En 1535, hallamos a don Gonzalo en las Indias, como auditor general. Solo un año después, abandona la relativa comodidad del cargo y se presenta voluntario para capitanear una misión repleta de peligros en la que todos cuantos la intentaron antes habían fracasado: la búsqueda de las fuentes del Río Grande. La expedición arrostró incontables peligros y penalidades, pero llegó más lejos que ninguna por la determinada determinación de Jiménez de Quesada, a quien unos indios le habían relatado la leyenda de Eldorado, un país de fábula en el que el oro no afloraba en las rocas de las minas, sino en las de la superficie, a la vista de todos.
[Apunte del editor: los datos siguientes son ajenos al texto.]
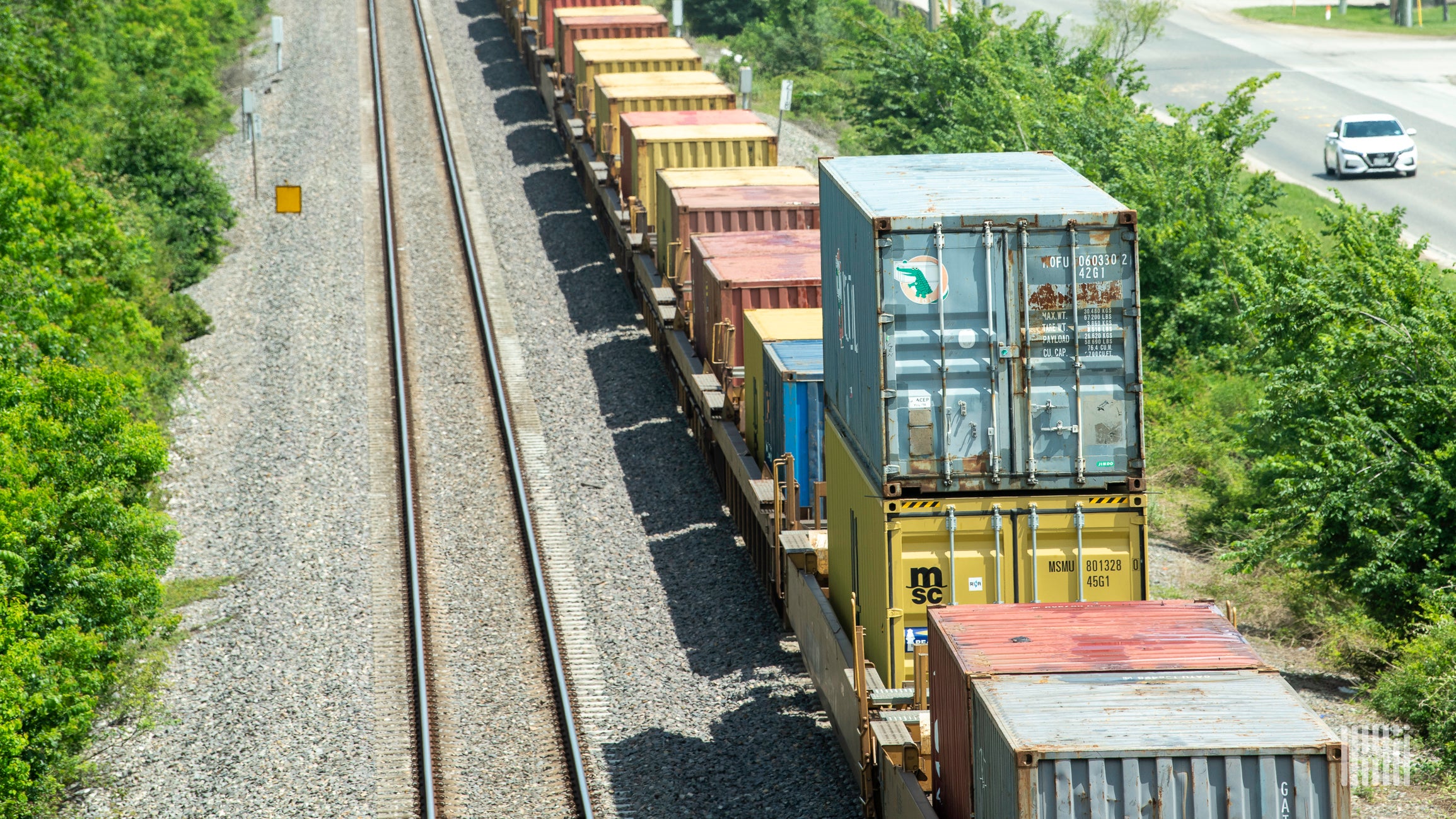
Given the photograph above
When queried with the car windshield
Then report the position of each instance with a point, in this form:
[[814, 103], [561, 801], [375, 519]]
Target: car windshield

Nada raro, por otra parte, que un conquistador tuviera por principal motivación un mito. Vázquez de Coronado, por ejemplo, se adentró en territorio hoy estadounidense buscando no uno, sino siete ciudades de infinitas riquezas: las siete ciudades de Cíbola, de las que no halló ni rastro. Igual que Gonzalo Jiménez de Quesada con Eldorado. Nunca lo encontró como tal, si bien en el empeñó proveyó de tesoros las arcas imperiales, más en concepto de botín de guerra que de fabulosos hallazgos. Para él toda cantidad siempre fue poca. ¿Por codicia? Por ansia de reconocimiento, más bien.
Él a lo que aspiraba era a pasar a la historia como descubridor de Eldorado, a ser posible con título de marqués. A tal empeño dedicó su fortuna, renunciando a formar una familia. Resultado: murió en la ruina y solterón, en 1579, después de haber armado -¡con más de sesenta años!- una expedición en busca del mito, que fracasó. Cómo no darle la razón al escritor colombiano Germán Arciniegas, defensor de la teoría de que Cervantes se inspiró en Jiménez de Quesada para la figura del Quijote.
En descargo de don Gonzalo Jiménez de Quesada podemos decir que mucho más que lo soñado -Eldorado- fue lo logrado, esto es, la ciudad de Bogotá, que fundó. Allí, una estatua recuerda al conquistador español. O recordaba, pues hace días unos vándalos la derribaron. A Jiménez de Quesada no le habría sorprendido. Fue de los primeros españoles en ver venir de lejos la leyenda negra. Lejos de cruzarse de brazos, la combatió, no con la espada, sino con la pluma.
Suyo es El Antijovio, libro que refuta, punto por punto, las acusaciones contra el papel de España en Italia vertidas por el humanista Pablo Jovio. El Antijovio fue, como todo lo que hizo en vida Jiménez de Quesada, un empeño quijotesco. Lo emprendió por su cuenta y riesgo, una vez el libro de Jovio fue traducido al español. A don Gonzalo, más que preocuparle lo que pudiera pensar de los españoles el resto, le preocupaba lo que pudiéramos pensar los españoles de nosotros mismos, como apunta en Imperiofobia y leyenda negra María Elvira Roca Barea, otra desfacedora de entuertos. Por eso, a Jiménez de Quesada le habría importado menos el derribo de su estatua -y eso que era hombre amigo de reconocimientos- que, siglos después, sus compatriotas nos creamos las mentiras alrededor de su figura, de la del resto de conquistadores y de la asombrosa aventura de España en el Nuevo Mundo.